Bien qu'il n'y ait pas eu de communication officielle à ce propos par l'organisation mondiale, le docteur David Nabarro, envoyé britannique à l'OMS, souhaite que les dirigeants du monde cessent de "recourir au confinement comme méthode de contrôle principale" de l'épidémie.

Cette semaine, le président Trump a exagéré une position prise par l'Organisation mondiale de la santé, affirmant que l'agence avait justifié sa dérision des verrouillages pendant la pandémie de coronavirus.

"Nous, à l'Organisation mondiale de la santé [OMS], ne préconisons pas le confinement comme la principale manière de contrôler ce virus", a-t-il déclaré samedi dans une entrevue avec le journaliste Andrew Neil, du magazine anglais The Spectator. "Le confinement a des conséquences que vous ne devez jamais minimiser, celle de rendre les gens pauvres, beaucoup plus pauvres".

L'unique raison de confiner devrait être, selon David Nabarro, "de gagner du temps pour réorganiser, regrouper, rééquilibrer (ses) ressources, protéger la santé de (ses) professionnels de santé qui sont épuisés, mais nous préférons ne pas le faire".

Au mois de mai, la DMaria Van Kerkhove, responsable technique de la cellule chargée de la gestion de la pandémie à l'OMS, avait invité les gouvernements à travers le monde à ne pas penser le confinement comme une "recette magique", en soulignant qu'il fallait en faire un usage plus précis et stratégique, sans l'imposer à grandeur, mais localement. Regardez ce qu'il advient des niveaux de pauvreté. Il a alerté quant à un possible "doublement de la pauvreté dans le monde d'ici à l'année prochaine" ainsi qu'un doublement de la malnutrition infantile.

" les politiques actuelles de confinement produisent des effets dévastateurs sur la santé publique à court et à long terme "Le Dr Nabarro n'est pas le seul scientifique à s'opposer au confinement". Ce texte, intitulé Déclaration de Great Harrington, a pour l'heure récolté 12 000 signatures.
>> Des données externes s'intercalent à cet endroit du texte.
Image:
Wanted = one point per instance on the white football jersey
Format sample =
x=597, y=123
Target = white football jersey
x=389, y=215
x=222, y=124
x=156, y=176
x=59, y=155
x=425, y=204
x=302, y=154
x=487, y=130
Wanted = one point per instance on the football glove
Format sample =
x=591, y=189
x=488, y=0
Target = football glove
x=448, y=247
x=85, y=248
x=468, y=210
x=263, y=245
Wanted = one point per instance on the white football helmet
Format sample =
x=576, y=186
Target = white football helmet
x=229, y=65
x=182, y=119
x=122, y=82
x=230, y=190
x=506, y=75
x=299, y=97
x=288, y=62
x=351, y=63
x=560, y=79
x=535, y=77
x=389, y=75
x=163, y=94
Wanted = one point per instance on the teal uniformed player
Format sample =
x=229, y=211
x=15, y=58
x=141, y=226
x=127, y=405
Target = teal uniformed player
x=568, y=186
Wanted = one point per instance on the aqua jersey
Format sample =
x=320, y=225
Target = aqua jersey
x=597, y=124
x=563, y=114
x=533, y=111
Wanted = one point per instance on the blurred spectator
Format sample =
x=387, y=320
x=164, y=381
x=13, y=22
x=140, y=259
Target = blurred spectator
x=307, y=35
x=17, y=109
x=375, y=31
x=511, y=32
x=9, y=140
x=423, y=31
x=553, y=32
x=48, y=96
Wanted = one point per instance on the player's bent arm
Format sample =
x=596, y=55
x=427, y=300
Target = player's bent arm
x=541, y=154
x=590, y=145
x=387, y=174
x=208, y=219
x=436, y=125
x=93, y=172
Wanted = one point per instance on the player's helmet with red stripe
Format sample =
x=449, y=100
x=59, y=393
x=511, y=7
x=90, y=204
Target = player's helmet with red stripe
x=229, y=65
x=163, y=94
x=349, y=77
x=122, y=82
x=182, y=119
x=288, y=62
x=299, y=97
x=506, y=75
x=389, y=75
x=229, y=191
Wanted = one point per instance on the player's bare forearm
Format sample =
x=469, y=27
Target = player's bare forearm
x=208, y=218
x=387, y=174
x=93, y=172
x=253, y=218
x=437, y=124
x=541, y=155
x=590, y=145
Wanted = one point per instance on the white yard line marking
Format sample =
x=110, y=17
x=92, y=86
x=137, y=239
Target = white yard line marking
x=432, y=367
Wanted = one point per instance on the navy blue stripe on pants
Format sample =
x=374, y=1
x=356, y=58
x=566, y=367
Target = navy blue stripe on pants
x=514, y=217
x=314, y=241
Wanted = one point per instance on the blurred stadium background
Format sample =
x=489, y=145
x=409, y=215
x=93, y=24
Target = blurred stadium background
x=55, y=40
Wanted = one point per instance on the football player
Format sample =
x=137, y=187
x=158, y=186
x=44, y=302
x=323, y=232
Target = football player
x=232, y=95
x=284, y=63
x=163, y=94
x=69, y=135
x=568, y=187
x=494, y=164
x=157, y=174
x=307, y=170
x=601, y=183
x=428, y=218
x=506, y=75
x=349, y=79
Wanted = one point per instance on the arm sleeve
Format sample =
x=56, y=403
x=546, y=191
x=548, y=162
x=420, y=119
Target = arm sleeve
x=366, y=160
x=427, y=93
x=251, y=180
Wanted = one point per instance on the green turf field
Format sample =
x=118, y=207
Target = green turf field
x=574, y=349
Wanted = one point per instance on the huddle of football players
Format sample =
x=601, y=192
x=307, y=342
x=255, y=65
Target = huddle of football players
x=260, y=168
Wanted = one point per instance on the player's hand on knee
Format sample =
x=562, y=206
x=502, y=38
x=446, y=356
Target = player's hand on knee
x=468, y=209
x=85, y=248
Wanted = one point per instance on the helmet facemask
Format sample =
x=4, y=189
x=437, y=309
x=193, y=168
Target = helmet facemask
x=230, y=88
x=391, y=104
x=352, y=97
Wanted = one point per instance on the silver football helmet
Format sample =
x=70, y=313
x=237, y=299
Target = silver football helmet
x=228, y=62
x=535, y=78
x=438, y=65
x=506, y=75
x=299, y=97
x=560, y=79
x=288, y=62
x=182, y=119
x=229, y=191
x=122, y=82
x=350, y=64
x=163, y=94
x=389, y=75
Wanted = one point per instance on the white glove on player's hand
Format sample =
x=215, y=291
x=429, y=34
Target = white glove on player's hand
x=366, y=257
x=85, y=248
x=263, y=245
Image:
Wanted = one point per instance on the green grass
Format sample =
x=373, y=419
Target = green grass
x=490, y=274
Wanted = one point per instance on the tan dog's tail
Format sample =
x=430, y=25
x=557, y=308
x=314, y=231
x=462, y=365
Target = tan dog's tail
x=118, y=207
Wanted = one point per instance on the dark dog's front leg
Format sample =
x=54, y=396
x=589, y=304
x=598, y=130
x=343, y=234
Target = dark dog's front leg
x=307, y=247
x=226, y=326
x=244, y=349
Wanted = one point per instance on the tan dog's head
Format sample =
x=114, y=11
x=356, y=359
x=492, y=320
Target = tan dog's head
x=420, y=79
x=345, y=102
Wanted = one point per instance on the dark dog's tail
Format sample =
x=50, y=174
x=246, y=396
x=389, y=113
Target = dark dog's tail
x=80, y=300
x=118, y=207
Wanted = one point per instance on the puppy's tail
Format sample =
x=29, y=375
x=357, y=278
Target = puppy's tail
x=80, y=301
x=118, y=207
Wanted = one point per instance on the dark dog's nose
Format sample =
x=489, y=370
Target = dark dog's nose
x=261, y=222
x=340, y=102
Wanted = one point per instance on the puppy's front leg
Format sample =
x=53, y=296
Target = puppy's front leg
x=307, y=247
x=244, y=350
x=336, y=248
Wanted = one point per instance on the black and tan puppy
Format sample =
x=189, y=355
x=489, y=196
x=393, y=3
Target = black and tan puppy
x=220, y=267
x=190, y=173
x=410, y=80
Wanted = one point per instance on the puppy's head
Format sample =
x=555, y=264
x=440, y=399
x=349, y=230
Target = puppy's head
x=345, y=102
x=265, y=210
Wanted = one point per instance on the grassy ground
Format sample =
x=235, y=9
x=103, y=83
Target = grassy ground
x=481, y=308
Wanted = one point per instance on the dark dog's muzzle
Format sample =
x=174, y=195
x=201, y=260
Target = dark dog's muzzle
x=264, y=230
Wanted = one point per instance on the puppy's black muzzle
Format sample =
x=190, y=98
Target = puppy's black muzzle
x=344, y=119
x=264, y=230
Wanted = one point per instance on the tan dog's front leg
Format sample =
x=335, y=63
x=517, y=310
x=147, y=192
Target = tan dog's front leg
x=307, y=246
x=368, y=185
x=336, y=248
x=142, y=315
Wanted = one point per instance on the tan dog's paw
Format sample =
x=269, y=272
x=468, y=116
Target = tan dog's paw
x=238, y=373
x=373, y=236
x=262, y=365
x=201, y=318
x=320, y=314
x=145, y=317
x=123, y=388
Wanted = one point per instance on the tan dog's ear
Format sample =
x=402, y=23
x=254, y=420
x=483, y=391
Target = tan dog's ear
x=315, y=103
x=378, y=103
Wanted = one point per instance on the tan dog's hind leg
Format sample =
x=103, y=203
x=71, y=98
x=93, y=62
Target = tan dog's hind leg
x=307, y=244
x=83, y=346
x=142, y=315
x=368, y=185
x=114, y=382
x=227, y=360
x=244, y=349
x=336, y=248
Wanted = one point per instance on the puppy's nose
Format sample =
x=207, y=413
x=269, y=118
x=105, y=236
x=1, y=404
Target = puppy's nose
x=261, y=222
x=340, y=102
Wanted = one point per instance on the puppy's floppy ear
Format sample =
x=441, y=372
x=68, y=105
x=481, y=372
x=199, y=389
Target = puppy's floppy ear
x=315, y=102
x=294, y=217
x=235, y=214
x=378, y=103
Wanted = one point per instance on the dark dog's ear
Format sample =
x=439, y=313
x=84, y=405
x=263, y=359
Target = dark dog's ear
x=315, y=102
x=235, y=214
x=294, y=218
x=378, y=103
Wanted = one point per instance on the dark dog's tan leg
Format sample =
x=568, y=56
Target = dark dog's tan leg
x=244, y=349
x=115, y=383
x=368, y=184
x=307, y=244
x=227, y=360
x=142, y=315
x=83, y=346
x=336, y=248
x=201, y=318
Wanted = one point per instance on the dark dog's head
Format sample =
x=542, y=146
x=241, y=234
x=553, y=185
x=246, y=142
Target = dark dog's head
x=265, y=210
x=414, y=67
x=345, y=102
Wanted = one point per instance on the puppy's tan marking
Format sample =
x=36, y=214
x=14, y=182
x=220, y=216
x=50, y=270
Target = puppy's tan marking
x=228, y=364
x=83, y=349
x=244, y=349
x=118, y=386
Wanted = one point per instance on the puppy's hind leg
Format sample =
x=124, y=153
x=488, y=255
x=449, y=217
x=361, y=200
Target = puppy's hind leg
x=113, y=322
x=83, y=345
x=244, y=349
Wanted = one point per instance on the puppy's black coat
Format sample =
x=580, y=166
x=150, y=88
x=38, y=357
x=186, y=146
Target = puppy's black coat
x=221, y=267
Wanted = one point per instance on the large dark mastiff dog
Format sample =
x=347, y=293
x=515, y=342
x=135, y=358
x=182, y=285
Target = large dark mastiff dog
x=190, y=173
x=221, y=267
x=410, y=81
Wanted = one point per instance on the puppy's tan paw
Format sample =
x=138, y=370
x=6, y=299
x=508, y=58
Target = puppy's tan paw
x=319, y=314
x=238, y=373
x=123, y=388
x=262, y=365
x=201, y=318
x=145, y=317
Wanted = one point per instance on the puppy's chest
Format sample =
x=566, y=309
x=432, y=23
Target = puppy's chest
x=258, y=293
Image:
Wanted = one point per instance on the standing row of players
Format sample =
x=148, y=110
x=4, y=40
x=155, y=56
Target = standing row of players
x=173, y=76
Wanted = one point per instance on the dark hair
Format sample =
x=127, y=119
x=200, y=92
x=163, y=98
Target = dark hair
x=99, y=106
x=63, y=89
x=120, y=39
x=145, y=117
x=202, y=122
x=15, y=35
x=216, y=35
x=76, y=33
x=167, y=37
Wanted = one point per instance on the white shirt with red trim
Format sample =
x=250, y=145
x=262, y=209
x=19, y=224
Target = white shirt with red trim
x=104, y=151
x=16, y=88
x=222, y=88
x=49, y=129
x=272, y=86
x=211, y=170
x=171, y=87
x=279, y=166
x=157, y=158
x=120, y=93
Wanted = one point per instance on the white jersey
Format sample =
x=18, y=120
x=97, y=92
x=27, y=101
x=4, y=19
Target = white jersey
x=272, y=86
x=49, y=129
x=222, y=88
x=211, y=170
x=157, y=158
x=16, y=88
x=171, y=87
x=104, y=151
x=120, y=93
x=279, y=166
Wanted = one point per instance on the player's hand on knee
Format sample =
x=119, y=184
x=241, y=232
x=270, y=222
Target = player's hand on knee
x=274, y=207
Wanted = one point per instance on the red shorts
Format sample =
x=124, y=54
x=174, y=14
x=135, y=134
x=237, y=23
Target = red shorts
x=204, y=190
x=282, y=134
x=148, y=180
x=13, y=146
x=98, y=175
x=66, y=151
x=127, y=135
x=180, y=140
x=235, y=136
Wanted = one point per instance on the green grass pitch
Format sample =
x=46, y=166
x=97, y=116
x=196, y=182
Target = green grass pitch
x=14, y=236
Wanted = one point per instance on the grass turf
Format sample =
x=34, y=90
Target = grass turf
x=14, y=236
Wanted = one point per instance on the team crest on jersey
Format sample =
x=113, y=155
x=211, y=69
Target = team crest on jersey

Il défend que le confinement cause des "dégâts irréparables".

Parmi les premiers signataires figurent le Dr Martin Kulldorff, professeur de médecine à l'université de Harvard, biostatisticien et épidémiologiste spécialisé dans la détection et la surveillance des épidémies de maladies infectieuses et dans l'évaluation de la sécurité des vaccins; le Dr Sunetra Gupta, professeur à l'université d'Oxford, épidémiologiste spécialisée dans l'immunologie, le développement de vaccins et la modélisation mathématique des maladies infectieuses et le Dr Jay Bhattacharya, professeur de l'université de Stanford, médecin, épidémiologiste, économiste de la santé et expert en politique de santé publique, spécialisé dans les maladies infectieuses et les populations vulnérables.

Les auteurs du document ajoutent enfin que "les politiques actuelles de confinement produisent des effets désastreux sur la santé publique à court, moyen et long terme: une baisse des taux de vaccination chez les enfants, une aggravation des cas de maladies cardio-vasculaires, une baisse des examens pour de possibles cancers ou encore une détérioration de la santé mentale en général".